How Regulation A Turned Into A Powerhouse

How Regulation A Turned Into A Powerhouse

Regulation A has been a securities sales exemption for a long time but was rarely used by issuers for raising capital. How then did Regulation A become the premier exemption to file under for raising capital from the general public? 


The "old" Regulation A program required the issuer to prepare and file a Form 1-A filing (essentially an S-1 filing) for review and SEC qualification.
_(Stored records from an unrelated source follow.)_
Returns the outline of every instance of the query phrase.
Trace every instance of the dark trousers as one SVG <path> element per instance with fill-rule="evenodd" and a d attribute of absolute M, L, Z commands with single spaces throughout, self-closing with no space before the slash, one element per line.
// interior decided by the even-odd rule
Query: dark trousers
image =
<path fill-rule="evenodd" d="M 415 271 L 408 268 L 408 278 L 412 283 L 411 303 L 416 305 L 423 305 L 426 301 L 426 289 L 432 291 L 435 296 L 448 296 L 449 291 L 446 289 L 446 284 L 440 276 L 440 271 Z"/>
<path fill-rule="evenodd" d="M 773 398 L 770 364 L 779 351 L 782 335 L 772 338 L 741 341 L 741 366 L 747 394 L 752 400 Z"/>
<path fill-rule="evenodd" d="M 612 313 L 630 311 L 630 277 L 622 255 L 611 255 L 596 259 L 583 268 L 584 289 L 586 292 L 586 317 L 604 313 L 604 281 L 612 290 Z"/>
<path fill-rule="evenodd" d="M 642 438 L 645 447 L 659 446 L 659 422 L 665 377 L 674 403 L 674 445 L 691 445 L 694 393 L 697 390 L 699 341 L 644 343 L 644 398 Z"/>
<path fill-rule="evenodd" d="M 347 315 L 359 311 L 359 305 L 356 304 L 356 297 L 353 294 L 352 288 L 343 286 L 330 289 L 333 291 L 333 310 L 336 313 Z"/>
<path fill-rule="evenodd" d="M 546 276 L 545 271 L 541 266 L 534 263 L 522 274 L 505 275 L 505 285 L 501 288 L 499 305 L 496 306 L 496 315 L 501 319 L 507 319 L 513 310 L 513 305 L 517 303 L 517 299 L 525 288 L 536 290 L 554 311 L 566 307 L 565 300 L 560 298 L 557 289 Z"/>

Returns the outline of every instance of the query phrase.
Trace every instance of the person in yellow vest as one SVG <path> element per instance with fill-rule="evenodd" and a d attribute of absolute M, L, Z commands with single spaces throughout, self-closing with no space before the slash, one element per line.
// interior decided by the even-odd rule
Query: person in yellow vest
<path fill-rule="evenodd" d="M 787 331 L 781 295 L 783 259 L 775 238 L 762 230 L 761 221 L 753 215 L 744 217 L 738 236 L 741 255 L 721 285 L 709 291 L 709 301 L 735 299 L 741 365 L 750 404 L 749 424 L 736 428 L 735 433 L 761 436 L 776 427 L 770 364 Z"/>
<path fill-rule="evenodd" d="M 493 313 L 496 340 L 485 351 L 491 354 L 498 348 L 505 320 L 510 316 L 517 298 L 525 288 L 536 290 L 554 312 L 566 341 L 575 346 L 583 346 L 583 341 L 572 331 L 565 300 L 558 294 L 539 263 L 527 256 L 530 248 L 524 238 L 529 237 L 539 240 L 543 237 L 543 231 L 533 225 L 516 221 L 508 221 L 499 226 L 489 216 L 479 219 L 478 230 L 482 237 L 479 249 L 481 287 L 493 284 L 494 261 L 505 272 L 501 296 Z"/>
Once SEC qualified - an issuer then had to have the offering qualified in every State they intended to offer the securities.  This was a very cumbersome process (and is essentially how Tier 1 still operates) and is a key reason why very few issuers were filing securities offerings under Reg A.


Enter the JOBS Act of 2012 and the subsequent rules changes to Reg A in March 2015 that resulted in "Regulation A+" and the creation of Tier 2 Regulation A.  Under Tier 2 a company can raise up to $75m in a year, generally solicit the public, raise capital from accredited and non-accredited investors, sell freely trading securities, accommodate selling shareholder sales, and are able to immediately sell securities in all 50 states once SEC qualified. Tier 2 dramatically changed the landscape for executing an exempt offering as Tier 2 mimics the investor acquisition capabilities of a fully public offering.


The amount of capital raised under Reg A+ in the last five years has exploded and it is expected to continue on that growth curve in the future as more issuers learn about and subsequently file under Regulation A+ to raise capital.